I write in response to this 22 December article headlined: “The Babcock audit committee chair with the office at PwC”.

First of all, we agree with you that Michael Sharpe brings to the Babcock & Brown Ltd board a wealth of experience and knowledge. We were delighted that someone of the calibre of Mr Sharpe agreed to join our Board at the time of our IPO in October 2004.

We also agree with you that audit independence is an important issue. It is the responsibility of the boards of each Babcock & Brown managed fund to appoint the auditors of its fund and to oversee and review the independence of the auditors on an ongoing basis. In the main, the boards of Babcock & Brown managed funds have adopted a policy of appointing as manager of the funds a different audit firm to the firm used by Babcock & Brown, to ensure a high degree of independence is maintained. We believe this policy is in line with market best practice.
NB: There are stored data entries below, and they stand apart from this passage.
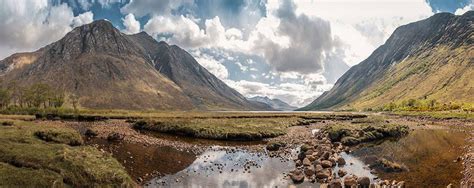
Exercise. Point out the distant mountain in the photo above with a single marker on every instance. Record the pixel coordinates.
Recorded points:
(110, 70)
(276, 104)
(428, 59)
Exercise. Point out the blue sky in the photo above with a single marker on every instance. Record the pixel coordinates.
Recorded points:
(291, 50)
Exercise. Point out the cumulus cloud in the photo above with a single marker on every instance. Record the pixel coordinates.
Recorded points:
(132, 26)
(463, 10)
(359, 30)
(27, 25)
(295, 94)
(141, 8)
(309, 40)
(212, 65)
(81, 19)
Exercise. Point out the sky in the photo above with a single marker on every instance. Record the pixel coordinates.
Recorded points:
(293, 50)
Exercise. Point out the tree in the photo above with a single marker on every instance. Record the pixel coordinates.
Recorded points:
(74, 101)
(4, 98)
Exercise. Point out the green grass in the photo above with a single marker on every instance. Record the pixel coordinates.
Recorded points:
(439, 114)
(221, 128)
(364, 130)
(27, 161)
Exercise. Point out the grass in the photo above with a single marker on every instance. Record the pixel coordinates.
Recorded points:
(439, 114)
(235, 126)
(220, 128)
(27, 161)
(364, 130)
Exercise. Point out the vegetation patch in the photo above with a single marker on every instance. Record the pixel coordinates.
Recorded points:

Mr Sharpe is an independent director of Babcock & Brown Ltd and Chairman of the Audit & Risk Management Committee. He does not sit on the boards of any of the Babcock & Brown managed funds. Mr Sharpe therefore has no influence over the appointment of PwC as auditors to any Babcock & Brown managed funds.

A large proportion of the assets which make up Babcock & Brown Power’s initial portfolio were previously owned or controlled by subsidiaries of Babcock & Brown Limited immediately prior to the IPO of Babcock & Brown Power and as such were audited by Ernst & Young as part of Babcock & Brown Limited’s audit. The proposed appointment of PwC as auditors of Babcock & Brown Power going forward is a decision for Babcock & Brown Power’s Board of Directors.

We also note while on this topic that there are a limited number of global accounting firms. Babcock & Brown utilises the services of Deloitte Touche Tohmatsu to provide support to our internal audit function and Ernst & Young for its external audit. Further, Babcock & Brown actively engages the other two global accounting firms in areas such as taxation advice, valuation work, due diligence and investigating accountant assignments. The appointment of firms in these instances is the decision of Babcock & Brown management, not the Board of Directors. In all appointments we are very conscious of the issue of ensuring audit independence for Babcock & Brown and ensuring the Boards of the managed funds have a clear field to avoid audit conflict.